Wygląda na to, że grecki parlament przyjął projekt budżetu na rok 2014. Jeżeli wydawało wam się, że rygorystyczne podejście do spraw wydatków państwa było największe w poprzednich latach to jesteście w błędzie. Nowy projekt budżetu na rok 2014 przewiduje bardzo rygorystyczne wydatki państwa, co z pewnością wpłynie na jakieś ograniczenia i to nawet w najbardziej aktywnych projektach. Okazuje się jednak, że nowy projekt budżetu przewiduje pierwszy wzrost gospodarczy – po sześciu latach ciągłej recesji – na poziomie 0,6 procent PKB.
Grecja będzie jednak zmuszona wprowadzić odpowiednie cięcia, które w jej wypadku wyniosą blisko 3,1 miliardów euro. Za wprowadzeniem nowego budżetu było 153 przedstawicieli koalicji, a przeciwnych parlamentarzystów był 142. Opozycja twierdzi, że nowy projekt budżetu ma na celu dalsze rujnowanie Grecji. Premier Grecji oznajmił jednak, że propozycja zmian jest niezwykle ważna i sądząc po otrzymanych rezultatach bardzo dobra, gdyż jego kraj nie musi już pożyczać pieniędzy, aby normalnie funkcjonować, a to spora poprawa. Wprowadzona ustawa nie zyskała jest poparcia ze strony trójki, która jest odpowiedzialna za udzielenia dalszych części kredytu dla zadłużonej Grecji – trójka składa się z przedstawicieli Europejskiego Banku Centralnego, Komisji Europejskiej oraz Międzynarodowego Funduszu Walutowego.

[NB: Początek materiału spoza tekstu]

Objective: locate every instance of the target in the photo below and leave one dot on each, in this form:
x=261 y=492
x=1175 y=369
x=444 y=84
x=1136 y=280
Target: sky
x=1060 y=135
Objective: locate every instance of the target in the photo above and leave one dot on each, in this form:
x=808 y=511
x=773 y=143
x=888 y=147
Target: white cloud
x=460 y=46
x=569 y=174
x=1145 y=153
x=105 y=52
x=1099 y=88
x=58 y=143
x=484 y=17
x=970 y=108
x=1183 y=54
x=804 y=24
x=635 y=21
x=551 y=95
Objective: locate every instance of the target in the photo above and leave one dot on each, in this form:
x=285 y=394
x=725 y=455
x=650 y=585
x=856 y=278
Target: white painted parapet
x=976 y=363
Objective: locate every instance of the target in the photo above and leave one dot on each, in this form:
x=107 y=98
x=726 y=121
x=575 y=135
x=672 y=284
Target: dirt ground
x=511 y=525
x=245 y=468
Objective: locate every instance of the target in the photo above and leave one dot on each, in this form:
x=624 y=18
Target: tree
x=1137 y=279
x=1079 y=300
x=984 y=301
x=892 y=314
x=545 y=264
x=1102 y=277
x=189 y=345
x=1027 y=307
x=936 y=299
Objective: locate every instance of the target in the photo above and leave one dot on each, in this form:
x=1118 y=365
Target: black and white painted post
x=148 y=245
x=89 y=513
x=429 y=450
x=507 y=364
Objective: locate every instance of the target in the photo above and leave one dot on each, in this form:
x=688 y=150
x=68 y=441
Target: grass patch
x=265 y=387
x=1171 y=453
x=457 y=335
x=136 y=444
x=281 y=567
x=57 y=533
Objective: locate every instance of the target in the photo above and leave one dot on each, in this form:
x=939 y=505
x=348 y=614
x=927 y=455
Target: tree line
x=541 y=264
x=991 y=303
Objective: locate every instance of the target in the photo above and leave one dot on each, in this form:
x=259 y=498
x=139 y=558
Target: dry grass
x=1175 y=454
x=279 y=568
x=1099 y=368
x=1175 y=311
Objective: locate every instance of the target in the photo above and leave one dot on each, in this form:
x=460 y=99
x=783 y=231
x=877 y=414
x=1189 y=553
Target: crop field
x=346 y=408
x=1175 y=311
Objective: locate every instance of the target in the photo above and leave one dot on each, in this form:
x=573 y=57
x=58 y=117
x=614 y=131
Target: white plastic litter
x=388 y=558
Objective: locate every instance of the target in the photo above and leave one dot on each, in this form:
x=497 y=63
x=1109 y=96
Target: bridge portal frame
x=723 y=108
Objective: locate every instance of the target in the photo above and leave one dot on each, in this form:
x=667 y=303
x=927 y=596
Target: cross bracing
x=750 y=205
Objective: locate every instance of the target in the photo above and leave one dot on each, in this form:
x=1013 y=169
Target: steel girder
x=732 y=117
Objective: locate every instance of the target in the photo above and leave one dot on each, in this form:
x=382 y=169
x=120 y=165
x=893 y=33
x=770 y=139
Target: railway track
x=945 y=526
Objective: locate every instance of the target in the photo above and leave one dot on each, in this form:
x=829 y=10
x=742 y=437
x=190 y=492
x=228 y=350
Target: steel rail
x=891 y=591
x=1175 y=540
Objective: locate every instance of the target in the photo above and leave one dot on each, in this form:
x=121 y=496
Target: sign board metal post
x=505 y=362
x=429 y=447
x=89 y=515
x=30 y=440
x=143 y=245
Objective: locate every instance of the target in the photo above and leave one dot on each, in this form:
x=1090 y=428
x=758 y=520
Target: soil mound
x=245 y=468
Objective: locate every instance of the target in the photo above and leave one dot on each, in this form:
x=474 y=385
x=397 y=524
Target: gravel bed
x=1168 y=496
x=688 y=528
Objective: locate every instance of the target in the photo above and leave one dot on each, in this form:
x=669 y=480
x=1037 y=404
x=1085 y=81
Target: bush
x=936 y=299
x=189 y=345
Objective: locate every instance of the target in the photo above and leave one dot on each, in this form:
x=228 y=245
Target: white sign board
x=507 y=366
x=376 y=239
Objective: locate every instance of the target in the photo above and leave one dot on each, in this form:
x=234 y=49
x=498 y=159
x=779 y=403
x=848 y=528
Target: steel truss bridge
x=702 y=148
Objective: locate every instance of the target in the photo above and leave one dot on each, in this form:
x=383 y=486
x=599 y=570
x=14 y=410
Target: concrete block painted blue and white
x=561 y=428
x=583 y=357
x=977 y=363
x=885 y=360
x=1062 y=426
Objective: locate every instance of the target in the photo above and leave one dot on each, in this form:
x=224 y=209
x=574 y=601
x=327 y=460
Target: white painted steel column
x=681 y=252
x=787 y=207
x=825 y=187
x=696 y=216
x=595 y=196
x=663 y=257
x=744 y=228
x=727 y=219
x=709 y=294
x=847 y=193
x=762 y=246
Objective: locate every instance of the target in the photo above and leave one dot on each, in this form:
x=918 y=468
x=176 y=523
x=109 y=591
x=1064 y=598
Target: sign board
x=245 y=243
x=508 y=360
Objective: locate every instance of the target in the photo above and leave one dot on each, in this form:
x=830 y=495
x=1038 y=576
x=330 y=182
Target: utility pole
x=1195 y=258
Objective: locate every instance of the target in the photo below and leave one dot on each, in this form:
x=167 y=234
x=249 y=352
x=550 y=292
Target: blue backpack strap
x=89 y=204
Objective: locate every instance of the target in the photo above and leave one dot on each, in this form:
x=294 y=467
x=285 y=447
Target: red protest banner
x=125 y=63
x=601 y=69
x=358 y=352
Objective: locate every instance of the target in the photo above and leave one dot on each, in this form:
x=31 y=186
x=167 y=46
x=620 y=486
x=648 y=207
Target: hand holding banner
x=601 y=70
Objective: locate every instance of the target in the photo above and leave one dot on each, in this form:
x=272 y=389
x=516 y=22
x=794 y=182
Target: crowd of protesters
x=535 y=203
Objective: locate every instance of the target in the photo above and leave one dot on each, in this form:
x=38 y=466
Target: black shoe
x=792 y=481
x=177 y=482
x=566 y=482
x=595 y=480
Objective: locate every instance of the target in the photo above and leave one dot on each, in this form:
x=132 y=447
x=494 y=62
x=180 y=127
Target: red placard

Nie ulega wątpliwości, że trójka będzie nadal spierać się z Atenami o fakt przejmowania przez tamtejsze banki nieruchomości klientom znajdującym się w trudnej sytuacji materialnej. W przypadku Grecji prawo mające chronić kredytobiorców w przypadku trudnej sytuacji materialnej, stwarza pole do poważnych nadużyć. Sprawą ma się zająć dziś grecki parlament, więc do tego czeku komisja wstrzymała wypłatę 1 miliarda euro z programu pomocowego.